Archive for April 17th, 2006

Welfare in NYC: not as pretty a picture as Bloomberg would like to paint

Last week while listening to NPR, I heard news of the drop of welfare rolls in NYC to a 40-year low, a statistic that Mayor Bloomberg is touting as a major success. From a City Limits article published today:

“We promised to move New Yorkers to self-sufficiency and we are delivering on that promise in a historic way,” Bloomberg states. Of those who leave welfare for work, 88 percent keep their jobs for at least three months, and 75 percent still have them after six.

Now, when I heard those figures, I was immediately skeptical. Those numbers sounded good, but it’s easy to make numbers sound good by leaving the bad stuff out. And, as the City Limits article reports, it seems that’s precisely what’s going on here:

But the press release [put out by the mayor on April 5] never explains that those numbers apply only to the 23 percent of former clients known to have jobs at all. The other 77 percent aren’t tracked by HRA, according to spokesperson Robert McHugh.

Most of those 77% simply stop showing up for their appointments. Welfare advocates say that much of that drop off is due to the severe difficulties, obstacles, even hostility that people face when attempting to access welfare benefits. As Jillynn Stevens of the Federation of Protestant Welfare Agencies says in the article, “There is every attempt to not sign people up, to exclude them from eligibility, to make it as unfriendly and difficult as possible to be a welfare recipient.”

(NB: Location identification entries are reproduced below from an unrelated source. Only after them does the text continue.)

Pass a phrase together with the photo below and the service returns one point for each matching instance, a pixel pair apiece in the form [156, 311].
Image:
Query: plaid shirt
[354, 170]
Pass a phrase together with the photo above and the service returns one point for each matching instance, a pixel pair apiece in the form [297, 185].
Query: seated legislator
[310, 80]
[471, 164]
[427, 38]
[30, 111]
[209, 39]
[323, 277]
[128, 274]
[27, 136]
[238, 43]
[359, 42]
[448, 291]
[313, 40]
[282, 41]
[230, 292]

Bloomberg can dress up the numbers all he wants, but the truth remains that welfare reform has done far more to harm poor folks than to help them. To his credit, Bloomberg is currently seeking to make it easier for some adults to get food stamps, but there’s a lot more to be done to redress the harm done by the anti-poor policies of current mayor and his predecessor Giuliani.

how much longer are we stuck with this jerk?

Have other New Yorkers been keeping abreast of Pataki’s recent budget veto spree? It seems like he’s trying to piss everyone and their mother off by both tremendously cutting spending on state services and also cutting tons of tax cuts. Some of his spending cuts include $650 million stripped from Medicaid and $4.6 million from legal services for poor and low-income New Yorkers. The New York State Bar Association is decrying the veto, saying that if allowed to stand, it will result in “a drastic reduction in legal services to the poor.” As if poor folks in New York don’t have a hard enough time already accessing legal services.

Apparently, much of this is part of an attempt on Pataki’s part to show just how fiscally conservative he can be and to demonstrate that, even as a lame duck, he’s still got some punch left in him – all with a view to bolster his 2008 presidential bid. Let’s hope that it backfires, as this NY Times news analysis suggests it might:

The governor’s strategy is not without its risks, especially for someone who is still flirting with a run for president. Vetoing more than $1 billion in tax cuts is not the kind of thing that plays well in Republican primaries, and is the kind of factoid that has been known to make its way into attack ads. How will the veto of $200,000 for a tractor rollover protection program play with those Iowa farmers he has been courting?

Let’s also cross our fingers and hope that Spitzer (who seems pretty much set to take the governorship in November) is a far sight better than Pataki. I admittedly don’t know too much about him, but somehow he makes me a little nervous. As I suppose most politicians do, especially the white male variety.